Document remis par Pierre-Louis Milon



La Mini-Transat, une course exigeante, un défi sportif et une aventure solidaire

Une longue préparation en amont et un budget à prévoir

C’est loin et proche à la fois, car une telle épreuve se prépare. En effet, pour espérer pouvoir traverser l’Atlantique, chaque candidat à la Mini-Transat doit avoir navigué plus de 1 500 milles en course sur le bateau avec lequel il y participera. Il doit aussi s’acquitter d’un parcours de qualification hors course d’au moins 1 000 milles. Pierre-Louis compte ainsi s’entraîner durant deux ans en participant notamment à plusieurs courses de la classe Mini en Europe. Mais ce n’est pas tout, réaliser cet ambitieux projet demande du financement : 85 000€ sur 2 ans en prenant en compte le prix de revente du bateau. Pierre-Louis peaufine donc consciencieusement la présentation de son projet afin de trouver des sponsors qui souhaiteraient devenir les partenaires de cette grande aventure, tout en se créant petit à petit une communauté sur Instagram et Facebook avec laquelle partager cette épopée à travers photos et récits.

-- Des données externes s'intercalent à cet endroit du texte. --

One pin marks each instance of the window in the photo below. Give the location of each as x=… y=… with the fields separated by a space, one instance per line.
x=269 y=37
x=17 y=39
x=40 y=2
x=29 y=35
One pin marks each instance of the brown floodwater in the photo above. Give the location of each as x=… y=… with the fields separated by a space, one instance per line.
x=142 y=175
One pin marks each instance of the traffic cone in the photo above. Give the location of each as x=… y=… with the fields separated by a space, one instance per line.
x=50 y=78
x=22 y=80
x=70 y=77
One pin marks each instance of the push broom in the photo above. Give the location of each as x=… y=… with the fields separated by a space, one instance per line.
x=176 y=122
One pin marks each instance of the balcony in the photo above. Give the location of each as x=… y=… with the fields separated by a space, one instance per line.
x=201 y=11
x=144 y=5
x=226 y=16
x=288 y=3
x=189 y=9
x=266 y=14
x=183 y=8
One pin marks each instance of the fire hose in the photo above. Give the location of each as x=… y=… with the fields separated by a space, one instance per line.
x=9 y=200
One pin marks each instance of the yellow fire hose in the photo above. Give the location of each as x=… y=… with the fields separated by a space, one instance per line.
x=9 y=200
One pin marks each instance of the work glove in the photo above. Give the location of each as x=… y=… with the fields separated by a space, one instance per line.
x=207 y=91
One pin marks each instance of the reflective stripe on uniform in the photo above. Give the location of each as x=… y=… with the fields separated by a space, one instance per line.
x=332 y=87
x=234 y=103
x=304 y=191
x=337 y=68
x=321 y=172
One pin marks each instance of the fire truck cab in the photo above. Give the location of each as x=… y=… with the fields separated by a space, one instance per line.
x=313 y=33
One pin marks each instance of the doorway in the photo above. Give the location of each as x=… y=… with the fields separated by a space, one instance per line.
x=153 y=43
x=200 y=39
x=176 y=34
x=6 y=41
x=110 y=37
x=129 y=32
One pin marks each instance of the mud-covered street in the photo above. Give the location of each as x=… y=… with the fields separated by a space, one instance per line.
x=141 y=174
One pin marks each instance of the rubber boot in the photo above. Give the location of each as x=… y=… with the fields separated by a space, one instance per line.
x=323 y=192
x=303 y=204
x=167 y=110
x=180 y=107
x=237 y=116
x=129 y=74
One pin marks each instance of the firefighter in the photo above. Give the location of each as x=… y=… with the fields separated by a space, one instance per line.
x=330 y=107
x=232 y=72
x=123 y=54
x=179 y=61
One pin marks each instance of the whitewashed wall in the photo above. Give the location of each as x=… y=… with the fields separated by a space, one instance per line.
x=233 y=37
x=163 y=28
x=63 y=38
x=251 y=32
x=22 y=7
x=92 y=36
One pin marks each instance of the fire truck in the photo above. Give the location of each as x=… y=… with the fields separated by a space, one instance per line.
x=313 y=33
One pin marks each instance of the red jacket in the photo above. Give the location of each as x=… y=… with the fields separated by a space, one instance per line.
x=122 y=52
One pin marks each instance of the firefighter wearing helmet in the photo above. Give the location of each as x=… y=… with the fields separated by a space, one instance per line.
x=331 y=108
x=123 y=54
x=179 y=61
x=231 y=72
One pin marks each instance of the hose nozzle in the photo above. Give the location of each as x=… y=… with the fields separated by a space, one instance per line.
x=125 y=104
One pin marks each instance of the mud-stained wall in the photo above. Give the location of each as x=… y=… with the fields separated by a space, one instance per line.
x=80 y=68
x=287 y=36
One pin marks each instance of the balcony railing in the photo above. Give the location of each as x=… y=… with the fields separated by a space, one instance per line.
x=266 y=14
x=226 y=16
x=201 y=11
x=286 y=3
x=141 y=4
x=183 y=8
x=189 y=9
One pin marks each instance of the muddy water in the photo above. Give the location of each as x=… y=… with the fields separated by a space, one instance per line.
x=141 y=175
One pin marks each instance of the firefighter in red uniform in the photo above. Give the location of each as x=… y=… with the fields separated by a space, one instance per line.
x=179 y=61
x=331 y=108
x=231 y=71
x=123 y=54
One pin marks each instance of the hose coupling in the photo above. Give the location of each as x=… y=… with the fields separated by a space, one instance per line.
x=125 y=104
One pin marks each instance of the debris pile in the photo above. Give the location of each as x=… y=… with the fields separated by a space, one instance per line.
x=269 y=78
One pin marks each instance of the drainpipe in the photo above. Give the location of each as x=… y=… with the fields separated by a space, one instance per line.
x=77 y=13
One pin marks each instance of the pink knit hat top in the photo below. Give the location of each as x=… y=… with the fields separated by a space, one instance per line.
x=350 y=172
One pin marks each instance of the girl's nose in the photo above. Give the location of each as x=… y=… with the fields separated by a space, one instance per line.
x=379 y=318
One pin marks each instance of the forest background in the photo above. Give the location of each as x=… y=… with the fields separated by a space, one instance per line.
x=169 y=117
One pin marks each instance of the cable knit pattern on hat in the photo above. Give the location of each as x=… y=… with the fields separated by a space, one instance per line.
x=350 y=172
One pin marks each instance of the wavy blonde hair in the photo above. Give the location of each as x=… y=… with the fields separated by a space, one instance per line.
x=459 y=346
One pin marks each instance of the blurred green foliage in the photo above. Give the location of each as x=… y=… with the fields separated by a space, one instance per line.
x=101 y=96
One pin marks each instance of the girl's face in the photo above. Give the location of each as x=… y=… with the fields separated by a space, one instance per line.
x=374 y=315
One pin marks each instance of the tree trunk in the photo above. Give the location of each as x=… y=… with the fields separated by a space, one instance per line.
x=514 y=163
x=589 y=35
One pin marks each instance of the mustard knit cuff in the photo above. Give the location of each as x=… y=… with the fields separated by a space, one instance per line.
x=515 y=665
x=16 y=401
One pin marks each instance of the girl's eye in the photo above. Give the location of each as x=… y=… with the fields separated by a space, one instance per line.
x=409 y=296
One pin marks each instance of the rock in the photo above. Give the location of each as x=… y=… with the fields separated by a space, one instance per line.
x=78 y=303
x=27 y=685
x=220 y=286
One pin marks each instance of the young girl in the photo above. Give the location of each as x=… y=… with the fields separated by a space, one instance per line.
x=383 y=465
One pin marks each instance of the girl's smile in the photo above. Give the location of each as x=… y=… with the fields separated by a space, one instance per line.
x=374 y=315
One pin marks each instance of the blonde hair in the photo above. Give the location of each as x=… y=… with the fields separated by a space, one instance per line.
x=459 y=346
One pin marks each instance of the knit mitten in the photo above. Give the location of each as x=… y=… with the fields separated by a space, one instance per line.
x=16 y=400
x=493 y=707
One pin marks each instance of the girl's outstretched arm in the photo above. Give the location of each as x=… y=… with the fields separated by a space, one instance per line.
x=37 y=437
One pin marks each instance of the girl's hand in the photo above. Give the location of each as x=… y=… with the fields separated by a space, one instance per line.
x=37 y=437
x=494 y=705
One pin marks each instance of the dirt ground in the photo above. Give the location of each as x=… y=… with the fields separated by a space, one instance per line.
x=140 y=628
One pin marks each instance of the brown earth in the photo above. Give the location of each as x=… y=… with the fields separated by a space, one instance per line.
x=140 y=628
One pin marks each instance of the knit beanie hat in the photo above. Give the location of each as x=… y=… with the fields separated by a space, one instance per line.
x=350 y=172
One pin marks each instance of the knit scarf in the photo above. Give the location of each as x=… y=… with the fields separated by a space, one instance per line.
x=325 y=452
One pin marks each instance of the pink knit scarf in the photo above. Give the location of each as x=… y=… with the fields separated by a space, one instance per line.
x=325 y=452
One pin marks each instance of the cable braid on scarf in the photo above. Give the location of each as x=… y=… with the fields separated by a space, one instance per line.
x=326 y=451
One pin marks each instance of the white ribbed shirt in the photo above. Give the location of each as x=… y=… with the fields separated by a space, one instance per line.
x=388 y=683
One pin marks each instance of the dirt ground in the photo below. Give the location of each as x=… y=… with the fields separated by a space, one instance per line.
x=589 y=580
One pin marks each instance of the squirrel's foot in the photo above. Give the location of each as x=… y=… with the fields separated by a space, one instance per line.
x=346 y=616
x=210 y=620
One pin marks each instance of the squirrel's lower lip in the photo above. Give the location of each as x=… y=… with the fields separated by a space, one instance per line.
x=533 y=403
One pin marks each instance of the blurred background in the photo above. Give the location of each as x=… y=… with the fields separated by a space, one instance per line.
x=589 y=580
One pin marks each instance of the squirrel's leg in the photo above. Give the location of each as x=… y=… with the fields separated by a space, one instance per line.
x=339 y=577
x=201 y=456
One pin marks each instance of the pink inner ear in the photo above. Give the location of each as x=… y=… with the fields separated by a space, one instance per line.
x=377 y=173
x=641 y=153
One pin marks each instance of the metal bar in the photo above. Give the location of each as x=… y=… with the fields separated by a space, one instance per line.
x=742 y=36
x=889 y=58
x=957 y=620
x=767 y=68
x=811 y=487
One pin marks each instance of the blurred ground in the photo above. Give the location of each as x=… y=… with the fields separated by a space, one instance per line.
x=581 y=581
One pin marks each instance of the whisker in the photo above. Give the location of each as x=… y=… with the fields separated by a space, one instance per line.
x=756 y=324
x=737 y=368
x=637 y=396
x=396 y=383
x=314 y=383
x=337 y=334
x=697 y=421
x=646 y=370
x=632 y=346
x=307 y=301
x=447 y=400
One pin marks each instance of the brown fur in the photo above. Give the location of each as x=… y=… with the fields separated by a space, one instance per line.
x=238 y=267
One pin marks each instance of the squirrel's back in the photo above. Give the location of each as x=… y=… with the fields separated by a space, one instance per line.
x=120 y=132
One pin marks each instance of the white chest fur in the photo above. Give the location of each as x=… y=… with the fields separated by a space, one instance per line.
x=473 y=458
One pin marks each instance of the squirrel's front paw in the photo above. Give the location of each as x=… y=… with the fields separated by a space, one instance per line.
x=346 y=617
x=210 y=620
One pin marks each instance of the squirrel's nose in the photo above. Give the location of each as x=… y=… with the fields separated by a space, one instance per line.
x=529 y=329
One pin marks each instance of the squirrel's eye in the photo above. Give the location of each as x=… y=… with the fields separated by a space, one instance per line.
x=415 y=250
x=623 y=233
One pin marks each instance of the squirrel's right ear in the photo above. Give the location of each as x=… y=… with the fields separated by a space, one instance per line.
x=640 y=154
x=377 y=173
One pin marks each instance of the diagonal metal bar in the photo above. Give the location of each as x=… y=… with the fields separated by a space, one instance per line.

4 000 milles de course de la France aux Antilles, en passant par les Canaries

« J’aime les défis, je suis assez sportif. Ce qui m’attire c’est le fait de repousser les limites, au niveau humain psychologique ou mécanique puis aussi le voyage le fait de pouvoir partir loin, traverser l’Atlantique sur un tout petit bateau. C’est l’aventure et ça me fait rêver. », nous raconte Pierre-Louis. Les Mini 6.50, bien que paraissant ridicules par leur taille (6m50 de long et 3m de large) comparée à l’immensité de l’océan, sont en réalité parfaits pour traverser l’Atlantique : puissants, performants, rapides et fiables. Lors de la Mini-Transat, les « Ministes » s’élanceront sur un parcours d’environ 4 000 milles (7 500 kilomètres) ralliant la France métropolitaine aux Antilles, avec une escale sur l’archipel des Canaries. Dans le détail, la première partie, longue de 1 300 milles et d’une durée de sept jours environ, mettra d’office les marins dans le bain. La seconde, avec ses 2 700 milles (environ deux semaines de navigation), se jouera majoritairement dans les alizés jusqu’à la ligne d’arrivée.

Document remis par Pierre-Louis Milon

L’envie de lier l’aventure à la solidarité

Soucieux d’ajouter à cette grande aventure une dimension solidaire Pierre-Louis cherche une association locale avec laquelle collaborer sur la course : « Ces derniers temps dans le milieu de la voile, au lieu de faire un sponsoring tout bête, il y a beaucoup de projets associatifs qui se mettent en place. Par exemple la navigatrice Sam Davies apporte sa contribution au projet « Initiatives cœur », pour sauver des enfants à l’aide de la chirurgie cardiaque. Il y a également Thomas Ruyant qui fait le Vendée Globe sur le bateau LinkedOut et dont l’objectif est de porter la voix des exclus et de remettre à l’emploi 80 candidats en précarité avant de retoucher la terre ferme. L’idée me plaît, je voudrais développer un partenariat avec des entreprises strasbourgeoises, car j’aime cette ville, je suis Alsacien et c’est quelque chose d’un peu inédit. Mais en plus d’avoir une entreprise sponsor locale, j’aimerais beaucoup bosser avec une association de la Ville, pour la jeunesse par exemple. Je suis en train de chercher. Monter un projet local avec une entreprise locale et une association locale, c’est mon but. »

Un projet de grande ampleur donc pour Pierre-Louis, un jeune homme ambitieux qui s’est donné les moyens de réaliser ses rêves.